Stoltenberg played down fears of a return to the worst days of the Cold War, insisting that contrary to stoking tensions, NATO would have been remiss if it had not responded.
The alliance “continues to strive for more constructive relations with Russia,” he said.
Russia denies that it is directly involved in the 15-month conflict in Ukraine which has cost 6,500 lives.
To reassure nervous allies in eastern Europe once ruled from Moscow, NATO has increased exercises, deployed planes and ships and reinforced the message that it is ready and willing to stand by its core commitment to defend any ally under attack.
US Defence Secretary Ashton Carter said Tuesday that Washington would pre-position heavy weapons in central and eastern Europe to ensure any NATO troops responding to a fresh crisis would hit the ground running.

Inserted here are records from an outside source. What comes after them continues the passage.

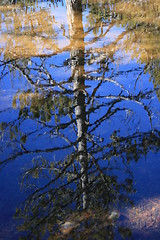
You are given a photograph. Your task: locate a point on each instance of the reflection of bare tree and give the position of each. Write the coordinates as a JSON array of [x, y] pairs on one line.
[[79, 188]]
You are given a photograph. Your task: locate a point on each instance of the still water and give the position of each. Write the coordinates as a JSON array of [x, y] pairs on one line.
[[80, 119]]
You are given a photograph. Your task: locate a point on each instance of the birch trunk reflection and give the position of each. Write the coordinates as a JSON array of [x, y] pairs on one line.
[[74, 13]]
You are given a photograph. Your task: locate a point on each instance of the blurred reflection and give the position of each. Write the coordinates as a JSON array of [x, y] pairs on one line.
[[79, 178]]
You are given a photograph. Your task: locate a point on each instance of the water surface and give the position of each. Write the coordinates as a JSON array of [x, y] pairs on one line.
[[80, 119]]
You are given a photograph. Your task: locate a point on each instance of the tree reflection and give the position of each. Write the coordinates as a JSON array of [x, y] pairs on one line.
[[78, 193]]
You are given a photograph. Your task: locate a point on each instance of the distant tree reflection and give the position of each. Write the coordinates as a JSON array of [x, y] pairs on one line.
[[77, 195]]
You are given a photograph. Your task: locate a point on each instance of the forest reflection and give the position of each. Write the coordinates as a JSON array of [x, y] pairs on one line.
[[81, 176]]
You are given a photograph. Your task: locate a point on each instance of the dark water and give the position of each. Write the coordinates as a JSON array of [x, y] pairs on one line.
[[80, 119]]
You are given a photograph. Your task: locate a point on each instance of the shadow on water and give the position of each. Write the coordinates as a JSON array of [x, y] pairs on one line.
[[79, 116]]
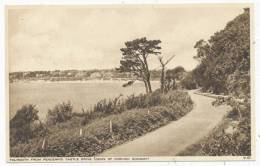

“While we do not seek a cold, let alone a hot war with Russia, we will defend our allies,” said Carter, attending his first NATO defence ministers’ meeting.
The US equipment includes some 90 Abrams main battle tanks, among the best in the world, 140 Bradley armoured vehicles and 20 self-propelled howitzers.
Estonia, Lithuania, Latvia, Bulgaria, Romania and Poland will store the equipment which will be moved around the region as required for training and exercises.
Russia charges that such deployments breach the 1997 Founding Act with NATO which bans the permanent stationing of significant forces and equipment in former Warsaw Pact states.
NATO says all such deployments are rotational and temporary. The three Baltic states last month called for a permanent NATO presence to deter Russia.
NATO leaders agreed at a September summit to boost defence spending to the equivalent of 2.0 percent of annual economic output after years of cuts following the end of the Cold War.
Stoltenberg said five countries were already above the target, but overall, NATO’s combined defence spending would still fall 1.5 percent this year.
In contrast, “Russia has over many years invested heavily in defence,” he added.